- Born: 17 March 1944 Alfeld, Lower Saxony, Germany
- Died: 8 November 2025 (aged 81)
- Height: 5 ft 10 in (178 cm)
- Weight: 176 lb (80 kg; 12 st 8 lb)
- Position: Goaltender
- Played for: ŁKS Łódź Legia Warszawa
- National team: Poland
- NHL draft: Undrafted
- Playing career: 1963–1983

= Walery Kosyl =

Polish ice hockey player (1944–2025)

Walery Kosyl (17 March 1944 – 8 November 2025) was a Polish ice hockey goaltender. He played for the Poland men's national ice hockey team at the 1972 Winter Olympics in Sapporo, and the 1976 Winter Olympics in Innsbruck.
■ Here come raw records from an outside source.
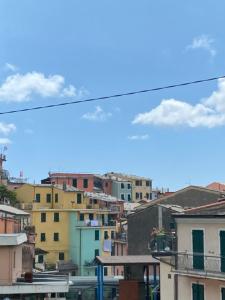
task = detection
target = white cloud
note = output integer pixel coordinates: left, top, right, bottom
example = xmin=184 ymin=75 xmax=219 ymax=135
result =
xmin=132 ymin=79 xmax=225 ymax=128
xmin=0 ymin=72 xmax=84 ymax=102
xmin=187 ymin=34 xmax=216 ymax=57
xmin=0 ymin=122 xmax=16 ymax=135
xmin=5 ymin=63 xmax=18 ymax=72
xmin=128 ymin=134 xmax=149 ymax=141
xmin=82 ymin=106 xmax=112 ymax=122
xmin=0 ymin=138 xmax=12 ymax=145
xmin=24 ymin=128 xmax=34 ymax=134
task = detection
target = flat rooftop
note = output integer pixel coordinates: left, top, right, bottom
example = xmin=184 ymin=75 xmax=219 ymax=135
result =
xmin=95 ymin=255 xmax=159 ymax=266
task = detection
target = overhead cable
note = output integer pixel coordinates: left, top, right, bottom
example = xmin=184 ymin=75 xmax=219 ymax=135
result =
xmin=0 ymin=75 xmax=225 ymax=115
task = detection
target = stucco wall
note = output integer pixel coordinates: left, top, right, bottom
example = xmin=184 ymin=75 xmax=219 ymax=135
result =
xmin=178 ymin=276 xmax=225 ymax=300
xmin=0 ymin=245 xmax=22 ymax=285
xmin=177 ymin=219 xmax=225 ymax=256
xmin=160 ymin=261 xmax=176 ymax=300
Kosyl also represented Poland at the IIHF World Championships seven times.

Kosyl was born in Alfeld, Nazi Germany, where his parents, originally from Łódź were forcibly made n to work for the Third Reich.

He played 21 seasons in the Polska Liga Hokejowa with ŁKS Łódź and Legia Warszawa. Kosyl won the Polish championship with Warszawa in 1967.

Kosyl died on 8 November 2025, at the age of 81.